Page MenuHome

Color Management: Parallelize ImBuf conversion to float
ClosedPublic

Authored by Lukas Stockner (lukasstockner97) on Oct 22 2022, 4:55 AM.

Details

Summary

Motivated by long loading times in T101969, reduces render preparation time from 14sec to 6sec.

Another possible improvement would be to use C++ and template based on OCIO vs. sRGB,
but moving the file to C++ seems nontrivial (and opens up the question whether ocio_capi
makes any sense then or we should just use OCIO directly) so I left it at a direct 1:1
parallelization of the existing code for now.

Diff Detail

Repository
rB Blender
Branch
parallel-float-cm (branched from master)
Build Status
Buildable 24378
Build 24378: arc lint + arc unit

Event Timeline

Lukas Stockner (lukasstockner97) requested review of this revision.Oct 22 2022, 4:55 AM
Lukas Stockner (lukasstockner97) created this revision.

Calling ocio once per pixel the just calling overhead will eat you alive ocio surely must have some buffered variants we could call?

Calling ocio once per pixel the just calling overhead will eat you alive ocio surely must have some buffered variants we could call?

Hm, looks like they do, I'll check if it works for this usecase.

Calling ocio once per pixel the just calling overhead will eat you alive ocio surely must have some buffered variants we could call?

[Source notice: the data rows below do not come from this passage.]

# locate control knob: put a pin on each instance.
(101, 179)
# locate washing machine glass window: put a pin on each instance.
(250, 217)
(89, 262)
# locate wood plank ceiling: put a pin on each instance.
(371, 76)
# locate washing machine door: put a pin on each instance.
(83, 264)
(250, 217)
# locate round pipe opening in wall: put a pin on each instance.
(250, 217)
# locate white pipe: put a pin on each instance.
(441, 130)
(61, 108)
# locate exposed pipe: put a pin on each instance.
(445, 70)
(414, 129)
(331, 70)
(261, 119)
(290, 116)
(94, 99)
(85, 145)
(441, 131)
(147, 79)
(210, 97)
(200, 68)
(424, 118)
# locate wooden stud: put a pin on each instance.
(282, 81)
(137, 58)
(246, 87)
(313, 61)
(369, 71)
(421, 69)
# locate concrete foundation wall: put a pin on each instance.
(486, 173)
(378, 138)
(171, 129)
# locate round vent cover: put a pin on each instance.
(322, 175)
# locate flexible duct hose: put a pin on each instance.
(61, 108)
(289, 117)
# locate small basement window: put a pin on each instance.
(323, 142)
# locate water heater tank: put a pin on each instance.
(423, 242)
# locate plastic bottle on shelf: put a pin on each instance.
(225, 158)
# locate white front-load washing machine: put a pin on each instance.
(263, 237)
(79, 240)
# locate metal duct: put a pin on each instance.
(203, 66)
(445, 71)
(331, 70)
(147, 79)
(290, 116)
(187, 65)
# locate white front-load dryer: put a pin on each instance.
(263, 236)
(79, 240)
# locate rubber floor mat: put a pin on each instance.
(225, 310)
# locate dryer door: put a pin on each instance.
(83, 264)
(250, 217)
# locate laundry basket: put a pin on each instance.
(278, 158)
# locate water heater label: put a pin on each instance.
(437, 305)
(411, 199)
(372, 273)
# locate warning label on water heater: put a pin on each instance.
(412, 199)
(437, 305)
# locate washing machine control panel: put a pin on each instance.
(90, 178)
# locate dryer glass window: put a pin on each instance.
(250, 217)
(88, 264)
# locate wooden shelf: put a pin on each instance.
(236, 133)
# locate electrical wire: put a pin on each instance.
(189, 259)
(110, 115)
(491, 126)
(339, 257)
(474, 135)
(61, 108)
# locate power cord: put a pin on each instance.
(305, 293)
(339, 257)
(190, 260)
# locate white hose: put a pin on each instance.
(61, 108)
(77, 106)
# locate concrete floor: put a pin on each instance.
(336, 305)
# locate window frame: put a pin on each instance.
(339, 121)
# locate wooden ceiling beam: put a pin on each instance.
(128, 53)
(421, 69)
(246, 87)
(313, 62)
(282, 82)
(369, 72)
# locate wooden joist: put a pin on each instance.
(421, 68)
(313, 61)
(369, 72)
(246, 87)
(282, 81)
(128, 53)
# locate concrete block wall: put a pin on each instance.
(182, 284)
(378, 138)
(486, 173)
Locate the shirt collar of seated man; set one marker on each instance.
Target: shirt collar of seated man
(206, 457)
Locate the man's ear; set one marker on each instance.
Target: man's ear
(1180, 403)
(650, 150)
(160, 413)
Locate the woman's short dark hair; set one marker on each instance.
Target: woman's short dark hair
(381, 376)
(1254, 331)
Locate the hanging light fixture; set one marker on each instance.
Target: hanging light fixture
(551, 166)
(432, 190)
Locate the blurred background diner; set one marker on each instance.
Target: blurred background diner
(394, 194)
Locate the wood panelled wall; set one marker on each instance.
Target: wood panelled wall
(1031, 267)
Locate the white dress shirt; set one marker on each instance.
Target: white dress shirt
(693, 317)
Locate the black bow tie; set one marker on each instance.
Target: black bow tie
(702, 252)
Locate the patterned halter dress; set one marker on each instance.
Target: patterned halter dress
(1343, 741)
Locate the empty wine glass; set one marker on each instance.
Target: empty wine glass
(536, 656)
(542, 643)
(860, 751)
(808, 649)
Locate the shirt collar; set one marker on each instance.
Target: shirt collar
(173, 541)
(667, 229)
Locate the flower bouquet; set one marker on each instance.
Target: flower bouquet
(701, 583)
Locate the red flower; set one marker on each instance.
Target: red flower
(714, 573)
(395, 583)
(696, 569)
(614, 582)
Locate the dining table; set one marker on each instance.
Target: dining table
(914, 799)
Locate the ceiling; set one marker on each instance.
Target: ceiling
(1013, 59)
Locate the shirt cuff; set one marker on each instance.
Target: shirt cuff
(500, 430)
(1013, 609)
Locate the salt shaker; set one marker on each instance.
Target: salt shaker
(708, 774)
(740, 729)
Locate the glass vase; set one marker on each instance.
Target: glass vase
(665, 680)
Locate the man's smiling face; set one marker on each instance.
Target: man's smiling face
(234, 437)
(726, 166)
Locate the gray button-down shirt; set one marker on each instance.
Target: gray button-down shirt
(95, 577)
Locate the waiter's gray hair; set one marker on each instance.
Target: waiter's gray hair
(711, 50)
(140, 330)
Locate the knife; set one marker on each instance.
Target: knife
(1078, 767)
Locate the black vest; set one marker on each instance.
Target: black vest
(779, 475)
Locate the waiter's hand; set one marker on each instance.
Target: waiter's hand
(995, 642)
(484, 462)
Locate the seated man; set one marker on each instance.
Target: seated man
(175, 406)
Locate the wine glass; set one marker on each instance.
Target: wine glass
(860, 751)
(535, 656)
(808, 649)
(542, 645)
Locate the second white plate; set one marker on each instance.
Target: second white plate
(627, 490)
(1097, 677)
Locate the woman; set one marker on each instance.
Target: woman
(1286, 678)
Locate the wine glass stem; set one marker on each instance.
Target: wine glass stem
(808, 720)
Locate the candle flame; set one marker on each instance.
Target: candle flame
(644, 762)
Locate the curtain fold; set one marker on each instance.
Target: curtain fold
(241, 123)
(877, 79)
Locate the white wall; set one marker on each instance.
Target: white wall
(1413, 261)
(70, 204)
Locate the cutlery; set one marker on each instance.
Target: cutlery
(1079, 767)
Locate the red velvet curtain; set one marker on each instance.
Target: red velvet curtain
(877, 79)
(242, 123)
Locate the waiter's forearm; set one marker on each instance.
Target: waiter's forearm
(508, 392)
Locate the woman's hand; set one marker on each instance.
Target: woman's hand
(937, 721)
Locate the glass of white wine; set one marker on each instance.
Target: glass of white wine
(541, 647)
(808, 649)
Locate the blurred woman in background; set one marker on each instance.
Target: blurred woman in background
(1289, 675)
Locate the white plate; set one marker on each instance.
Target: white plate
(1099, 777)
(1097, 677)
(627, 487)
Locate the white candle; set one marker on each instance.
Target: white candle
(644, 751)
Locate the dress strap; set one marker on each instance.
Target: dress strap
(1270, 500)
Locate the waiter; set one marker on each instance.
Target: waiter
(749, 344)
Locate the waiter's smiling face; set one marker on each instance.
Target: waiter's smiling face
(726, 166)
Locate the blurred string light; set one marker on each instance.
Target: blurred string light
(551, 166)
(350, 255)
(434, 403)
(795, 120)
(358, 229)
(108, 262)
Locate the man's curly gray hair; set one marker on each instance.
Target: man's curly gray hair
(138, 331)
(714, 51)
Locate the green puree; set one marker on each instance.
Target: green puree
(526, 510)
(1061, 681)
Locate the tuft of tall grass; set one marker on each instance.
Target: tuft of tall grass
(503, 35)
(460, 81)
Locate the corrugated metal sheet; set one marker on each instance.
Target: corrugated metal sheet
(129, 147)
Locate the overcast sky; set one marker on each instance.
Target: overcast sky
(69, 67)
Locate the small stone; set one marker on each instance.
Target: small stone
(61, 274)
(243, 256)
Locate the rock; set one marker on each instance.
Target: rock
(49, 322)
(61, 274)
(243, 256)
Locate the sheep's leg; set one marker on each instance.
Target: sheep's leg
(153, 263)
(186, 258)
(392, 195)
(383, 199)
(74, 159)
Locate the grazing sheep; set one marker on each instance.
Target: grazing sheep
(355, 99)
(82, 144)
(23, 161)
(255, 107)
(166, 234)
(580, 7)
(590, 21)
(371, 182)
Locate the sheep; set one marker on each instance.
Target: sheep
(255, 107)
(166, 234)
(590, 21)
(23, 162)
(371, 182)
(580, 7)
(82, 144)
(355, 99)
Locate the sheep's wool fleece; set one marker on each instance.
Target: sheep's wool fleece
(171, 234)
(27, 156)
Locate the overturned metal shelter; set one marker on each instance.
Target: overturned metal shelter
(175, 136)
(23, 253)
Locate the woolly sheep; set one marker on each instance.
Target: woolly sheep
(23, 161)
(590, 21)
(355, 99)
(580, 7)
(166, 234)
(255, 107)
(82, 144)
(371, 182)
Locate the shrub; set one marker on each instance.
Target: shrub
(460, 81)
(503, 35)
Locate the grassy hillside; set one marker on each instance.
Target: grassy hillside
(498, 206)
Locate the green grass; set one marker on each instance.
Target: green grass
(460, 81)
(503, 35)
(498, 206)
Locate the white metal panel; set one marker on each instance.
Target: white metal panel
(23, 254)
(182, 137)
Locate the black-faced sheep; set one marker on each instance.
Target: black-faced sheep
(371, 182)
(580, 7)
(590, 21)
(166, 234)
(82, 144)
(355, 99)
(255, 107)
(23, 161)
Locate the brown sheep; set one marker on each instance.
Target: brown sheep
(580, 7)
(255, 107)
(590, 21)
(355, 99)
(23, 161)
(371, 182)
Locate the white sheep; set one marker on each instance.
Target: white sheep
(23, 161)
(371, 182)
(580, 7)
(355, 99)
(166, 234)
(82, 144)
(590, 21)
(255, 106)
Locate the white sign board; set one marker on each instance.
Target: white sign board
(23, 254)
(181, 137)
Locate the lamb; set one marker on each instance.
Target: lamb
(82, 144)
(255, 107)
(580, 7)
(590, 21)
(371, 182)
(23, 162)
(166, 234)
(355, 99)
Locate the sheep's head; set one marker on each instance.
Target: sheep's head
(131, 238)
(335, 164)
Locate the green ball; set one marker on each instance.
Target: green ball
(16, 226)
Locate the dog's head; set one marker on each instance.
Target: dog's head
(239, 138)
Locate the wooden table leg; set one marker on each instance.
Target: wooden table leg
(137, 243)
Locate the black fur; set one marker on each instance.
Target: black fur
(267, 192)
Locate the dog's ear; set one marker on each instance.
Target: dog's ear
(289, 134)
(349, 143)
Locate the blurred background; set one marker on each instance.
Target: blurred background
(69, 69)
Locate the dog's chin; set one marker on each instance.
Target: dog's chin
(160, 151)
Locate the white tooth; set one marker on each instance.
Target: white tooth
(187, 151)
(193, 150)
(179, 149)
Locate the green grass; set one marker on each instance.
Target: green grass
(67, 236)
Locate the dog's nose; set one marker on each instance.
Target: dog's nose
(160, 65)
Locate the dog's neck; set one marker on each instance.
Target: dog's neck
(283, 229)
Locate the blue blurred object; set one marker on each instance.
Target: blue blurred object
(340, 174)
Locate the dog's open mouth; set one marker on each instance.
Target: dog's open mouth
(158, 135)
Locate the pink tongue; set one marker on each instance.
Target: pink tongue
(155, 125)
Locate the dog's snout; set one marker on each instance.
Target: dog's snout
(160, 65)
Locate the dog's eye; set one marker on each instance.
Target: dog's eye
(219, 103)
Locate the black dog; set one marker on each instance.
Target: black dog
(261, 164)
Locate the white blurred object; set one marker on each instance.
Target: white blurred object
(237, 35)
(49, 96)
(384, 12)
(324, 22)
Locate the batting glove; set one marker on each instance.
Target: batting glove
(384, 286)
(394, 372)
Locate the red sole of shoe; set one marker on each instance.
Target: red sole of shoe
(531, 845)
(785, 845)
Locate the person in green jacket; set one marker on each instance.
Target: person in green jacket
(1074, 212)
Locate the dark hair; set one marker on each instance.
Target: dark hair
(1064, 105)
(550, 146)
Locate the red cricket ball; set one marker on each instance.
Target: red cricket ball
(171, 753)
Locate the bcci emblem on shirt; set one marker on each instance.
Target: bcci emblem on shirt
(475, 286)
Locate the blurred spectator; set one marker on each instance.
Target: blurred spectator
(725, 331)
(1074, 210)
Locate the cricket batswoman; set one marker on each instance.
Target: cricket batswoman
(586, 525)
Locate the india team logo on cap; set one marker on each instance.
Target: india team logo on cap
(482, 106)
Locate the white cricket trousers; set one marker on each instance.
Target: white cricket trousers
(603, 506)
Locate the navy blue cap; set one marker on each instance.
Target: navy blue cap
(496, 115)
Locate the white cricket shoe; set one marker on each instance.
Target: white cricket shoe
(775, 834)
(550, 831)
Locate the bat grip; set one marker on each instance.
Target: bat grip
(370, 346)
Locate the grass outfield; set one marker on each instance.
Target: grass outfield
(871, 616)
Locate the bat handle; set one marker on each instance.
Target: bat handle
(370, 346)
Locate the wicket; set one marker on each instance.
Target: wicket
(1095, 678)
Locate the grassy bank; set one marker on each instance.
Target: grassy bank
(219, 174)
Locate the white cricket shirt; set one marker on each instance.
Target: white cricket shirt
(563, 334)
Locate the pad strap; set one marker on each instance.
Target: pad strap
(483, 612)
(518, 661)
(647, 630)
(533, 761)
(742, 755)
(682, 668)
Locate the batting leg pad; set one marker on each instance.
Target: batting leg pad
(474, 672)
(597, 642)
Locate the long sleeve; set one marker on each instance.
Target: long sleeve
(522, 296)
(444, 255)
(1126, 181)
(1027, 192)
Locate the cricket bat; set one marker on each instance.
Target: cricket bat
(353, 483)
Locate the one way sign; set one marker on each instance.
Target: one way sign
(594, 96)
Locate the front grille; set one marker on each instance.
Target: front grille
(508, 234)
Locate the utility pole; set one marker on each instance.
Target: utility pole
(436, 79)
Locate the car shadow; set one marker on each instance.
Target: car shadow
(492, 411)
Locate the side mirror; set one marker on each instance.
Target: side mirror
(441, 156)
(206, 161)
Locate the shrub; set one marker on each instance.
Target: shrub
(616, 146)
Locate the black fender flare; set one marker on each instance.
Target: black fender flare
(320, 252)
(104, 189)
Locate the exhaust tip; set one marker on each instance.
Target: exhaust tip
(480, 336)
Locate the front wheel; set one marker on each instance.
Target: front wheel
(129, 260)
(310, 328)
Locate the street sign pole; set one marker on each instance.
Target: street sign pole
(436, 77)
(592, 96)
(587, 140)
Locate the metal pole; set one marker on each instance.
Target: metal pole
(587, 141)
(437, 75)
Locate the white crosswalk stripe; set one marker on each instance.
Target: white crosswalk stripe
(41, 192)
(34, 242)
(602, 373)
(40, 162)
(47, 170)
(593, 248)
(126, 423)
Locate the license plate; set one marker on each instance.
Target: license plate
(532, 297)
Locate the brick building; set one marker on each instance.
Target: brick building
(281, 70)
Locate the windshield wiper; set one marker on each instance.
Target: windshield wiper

Hm, looks like they do, I'll check if it works for this usecase.

Surprisingly, OCIO_cpuProcessorApply is slower than the current version, even when applying it in 32-scanline blocks. I'm getting 5.92sec with P3271, compared to 5.43sec with the current version here.

This is strictly better than what we were doing before so I think this can be committed.

Would be good to understand why it's slower for bigger blocks though, if it's something in our C wrapper or in OpenColorIO. It's not obvious to me from checking the code.

This revision is now accepted and ready to land.Nov 8 2022, 7:50 PM

Would be good to understand why it's slower for bigger blocks though, if it's something in our C wrapper or in OpenColorIO. It's not obvious to me from checking the code.

My best guess would be caching - this version does all processing steps on one pixel, while the other version loops over the entire image multiple times and therefore has to load/store each pixel to memory every time.

Maybe doing it in smaller blocks would be faster then, but may need to avoid the memory allocation from OCIO_createOCIO_PackedImageDesc somehow then.

Whatever the cause, not a blocker for this commit to land.